Письмо твое о Пушкине и Лерм<онтове> усладило меня.{325} Мало чего читывал я умнее. Высказано плохо, но я понял, что хотел ты сказать. Совершенно согласен с тобою. Особенно поразили меня страх и боязнь Пушкина к демону: «печальны были наши встречи».{326} Именно отсюда и здесь его разница с Лермонтовым.{327} О Татьяне тоже согласен: с тех пор, как она хочет век быть верною своему генералу <…> – ее прекрасный образ затемняется. Глубоко верно твое замечание: «поэтические создания, являющиеся на таких всемирно-исторических рубежах враждующих миросозерцаний – становятся сами в трагическое положение». Это очень идет к Онегину.

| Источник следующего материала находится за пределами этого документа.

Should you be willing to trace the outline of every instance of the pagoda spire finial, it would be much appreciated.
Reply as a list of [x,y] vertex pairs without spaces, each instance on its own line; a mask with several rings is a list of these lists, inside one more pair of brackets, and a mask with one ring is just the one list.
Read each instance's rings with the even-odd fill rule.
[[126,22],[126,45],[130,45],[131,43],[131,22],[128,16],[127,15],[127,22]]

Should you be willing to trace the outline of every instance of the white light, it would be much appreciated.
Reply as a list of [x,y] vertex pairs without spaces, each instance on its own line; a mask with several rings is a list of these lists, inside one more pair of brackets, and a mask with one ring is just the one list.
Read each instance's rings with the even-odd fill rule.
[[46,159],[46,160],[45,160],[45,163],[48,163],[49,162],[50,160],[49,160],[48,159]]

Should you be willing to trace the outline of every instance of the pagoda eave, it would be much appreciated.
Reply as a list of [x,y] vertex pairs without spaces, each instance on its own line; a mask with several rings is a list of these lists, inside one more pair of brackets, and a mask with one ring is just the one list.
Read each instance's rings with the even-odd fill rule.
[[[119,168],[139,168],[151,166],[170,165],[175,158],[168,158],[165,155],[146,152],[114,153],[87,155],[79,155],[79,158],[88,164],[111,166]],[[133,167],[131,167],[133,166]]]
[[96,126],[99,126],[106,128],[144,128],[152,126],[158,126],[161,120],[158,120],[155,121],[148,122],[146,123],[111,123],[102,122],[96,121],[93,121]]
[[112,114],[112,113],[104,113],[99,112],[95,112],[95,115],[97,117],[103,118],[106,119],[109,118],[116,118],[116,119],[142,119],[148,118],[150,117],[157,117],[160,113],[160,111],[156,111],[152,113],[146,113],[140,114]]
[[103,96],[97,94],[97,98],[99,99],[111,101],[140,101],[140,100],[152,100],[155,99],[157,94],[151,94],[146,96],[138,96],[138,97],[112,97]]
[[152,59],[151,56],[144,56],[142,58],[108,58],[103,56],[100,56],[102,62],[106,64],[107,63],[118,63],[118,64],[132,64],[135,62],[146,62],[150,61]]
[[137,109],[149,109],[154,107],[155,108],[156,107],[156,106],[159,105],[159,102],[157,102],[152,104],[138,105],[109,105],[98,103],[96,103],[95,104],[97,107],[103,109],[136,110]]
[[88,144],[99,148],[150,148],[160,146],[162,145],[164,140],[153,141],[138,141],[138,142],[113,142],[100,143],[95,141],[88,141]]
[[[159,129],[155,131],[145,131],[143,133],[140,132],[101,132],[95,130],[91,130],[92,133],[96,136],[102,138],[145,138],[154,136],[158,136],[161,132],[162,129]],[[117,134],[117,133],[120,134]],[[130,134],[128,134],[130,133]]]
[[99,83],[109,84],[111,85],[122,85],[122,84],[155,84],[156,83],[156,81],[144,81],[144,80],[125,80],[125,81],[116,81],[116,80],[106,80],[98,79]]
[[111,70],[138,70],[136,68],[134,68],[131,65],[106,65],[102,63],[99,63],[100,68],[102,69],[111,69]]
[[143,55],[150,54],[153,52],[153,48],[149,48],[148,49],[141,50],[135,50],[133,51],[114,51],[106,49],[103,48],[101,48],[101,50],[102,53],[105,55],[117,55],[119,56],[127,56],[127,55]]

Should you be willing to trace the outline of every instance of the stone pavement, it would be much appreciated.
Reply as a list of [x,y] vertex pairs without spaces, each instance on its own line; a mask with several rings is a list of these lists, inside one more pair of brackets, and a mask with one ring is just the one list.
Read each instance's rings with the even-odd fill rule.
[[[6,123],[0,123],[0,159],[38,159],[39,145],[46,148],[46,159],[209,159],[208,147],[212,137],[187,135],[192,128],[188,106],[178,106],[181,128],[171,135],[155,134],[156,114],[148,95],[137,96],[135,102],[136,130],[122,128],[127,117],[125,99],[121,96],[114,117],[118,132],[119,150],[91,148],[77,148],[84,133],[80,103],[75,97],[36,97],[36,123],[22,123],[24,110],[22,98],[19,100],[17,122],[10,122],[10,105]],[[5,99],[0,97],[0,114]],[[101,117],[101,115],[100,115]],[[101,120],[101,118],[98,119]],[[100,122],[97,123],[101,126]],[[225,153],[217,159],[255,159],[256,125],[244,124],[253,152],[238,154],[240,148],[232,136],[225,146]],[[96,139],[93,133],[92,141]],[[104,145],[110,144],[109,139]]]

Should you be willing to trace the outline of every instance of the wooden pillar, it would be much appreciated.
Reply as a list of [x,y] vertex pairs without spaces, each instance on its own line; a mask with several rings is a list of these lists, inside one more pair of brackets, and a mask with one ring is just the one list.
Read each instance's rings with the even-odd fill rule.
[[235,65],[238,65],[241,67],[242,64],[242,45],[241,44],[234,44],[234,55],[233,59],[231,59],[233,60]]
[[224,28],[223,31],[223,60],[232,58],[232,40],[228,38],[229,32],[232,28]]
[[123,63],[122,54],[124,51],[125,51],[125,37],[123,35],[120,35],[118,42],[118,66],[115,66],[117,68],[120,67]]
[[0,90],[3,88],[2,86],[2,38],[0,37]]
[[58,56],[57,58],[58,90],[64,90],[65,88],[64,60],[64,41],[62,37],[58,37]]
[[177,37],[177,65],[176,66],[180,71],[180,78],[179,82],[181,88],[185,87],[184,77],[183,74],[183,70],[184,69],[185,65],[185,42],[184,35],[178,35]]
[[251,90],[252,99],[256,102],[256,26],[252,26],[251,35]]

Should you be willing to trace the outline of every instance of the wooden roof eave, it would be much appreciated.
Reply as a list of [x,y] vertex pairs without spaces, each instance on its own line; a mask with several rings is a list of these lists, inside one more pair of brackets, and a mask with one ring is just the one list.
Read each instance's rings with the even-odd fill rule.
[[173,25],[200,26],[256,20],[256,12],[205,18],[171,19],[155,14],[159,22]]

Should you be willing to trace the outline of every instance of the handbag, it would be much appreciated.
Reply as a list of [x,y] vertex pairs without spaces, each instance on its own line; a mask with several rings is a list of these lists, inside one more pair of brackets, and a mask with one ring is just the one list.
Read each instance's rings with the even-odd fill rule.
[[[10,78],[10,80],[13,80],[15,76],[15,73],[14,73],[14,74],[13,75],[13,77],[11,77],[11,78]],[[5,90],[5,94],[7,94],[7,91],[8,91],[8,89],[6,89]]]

О Лерм<онтове> согласен с тобою до последней йоты; о Пушкине еще надо потолковать. Мне кажется, ты приписываешь натуре Пушкина многое, что должно приписывать его развитию. Он не был исключительно субъективен, как Гёте: доказательство – его решительная наклонность и способность к драме, которая так не давалась Гёте и к которой не был расположен Байрон (ибо лирическая драма – другое дело – «Фауст» и «Манфред»). Отторгло Пушкина от исторической почвы его развитие. Наши гении всему учились понемножку.{328} Страшно подумать о Гоголе: ведь во всем, что ни написал – одна натура, как в животном. Невежество абсолютное. Что он наблевал о Париже-то!{329}
Но о Пушкине после, когда-нибудь. Лень писать. Прощай. Твой
195. M. H. Каткову и А. П. Ефремову
СПб. 1842, апреля 6
Письмо твое, Катков, к Краевскому очень обрадовало меня – за тебя.{330} Ты протрезвляешься, следовательно, становишься человеком, с которым можно быть в ладу и в каких бы то ни было отношениях людям, прежде его протрезвившимся. Ты был в Питере в полном своем опьянении, а у меня болела голова с похмелья. Питер – спасибо ему! – протрезвил меня от московской дури и «пьяных надежд». Я уже никому не друг, и мне никто не друг; но я многим добрый приятель, и мне многие добрые приятели. Я ни на кого не наваливаюсь с своею дружбою – и меня зато никто не душит ею, бог с нею. Но об этом – после. Был я недавно в Москве – преглупый город! Стыдно вспомнить, чем я там был! Там все гении, и нет людей; все идеалисты, и нет к чему-нибудь годных деятелей. Вид Москвы произвел на меня странное действие: ее безобразие измучило меня, и по возвращении в Питер красота его мощно охватила мою душу. Через 4 года мы будем ездить в Москву по
В Москве я попал на похороны – Александры Михайловны Щепкиной. Бедная – ей так хотелось жить, так не хотелось умирать; а умерла!..{331} И мы все умрем; но в утешение положим с собою лекции Шеллинга об откровении, глубже которых ты ничего не знаешь, хотя и знаешь Гегеля…
Рад я, что ты скоро приедешь – рад и тем, что увижу тебя таким, каким всегда желал видеть и каким никогда не видел – трезвым; рад и тем, что ты будешь работать в «Отечественных записках», чрез что я буду иметь время отдыха от чтения произведений российской словесности. Приезжай скорее. Брось этих немцев – чорт с ними! Я с некоторого времени их не совсем жалую. Они большие философы, абсолют им нипочем; но все в чинах и филистеры.{332}
Прощай. Пиши, все тебе кланяются. Твой
А ты, о Ефремов! скоро ли вернешься? Хотелось бы мне узреть тебя лицом к лицу и поругать при тебе немцев, философию и гофратство. Говорят, и ты «сбился с пути и пошел в драконы», т. е.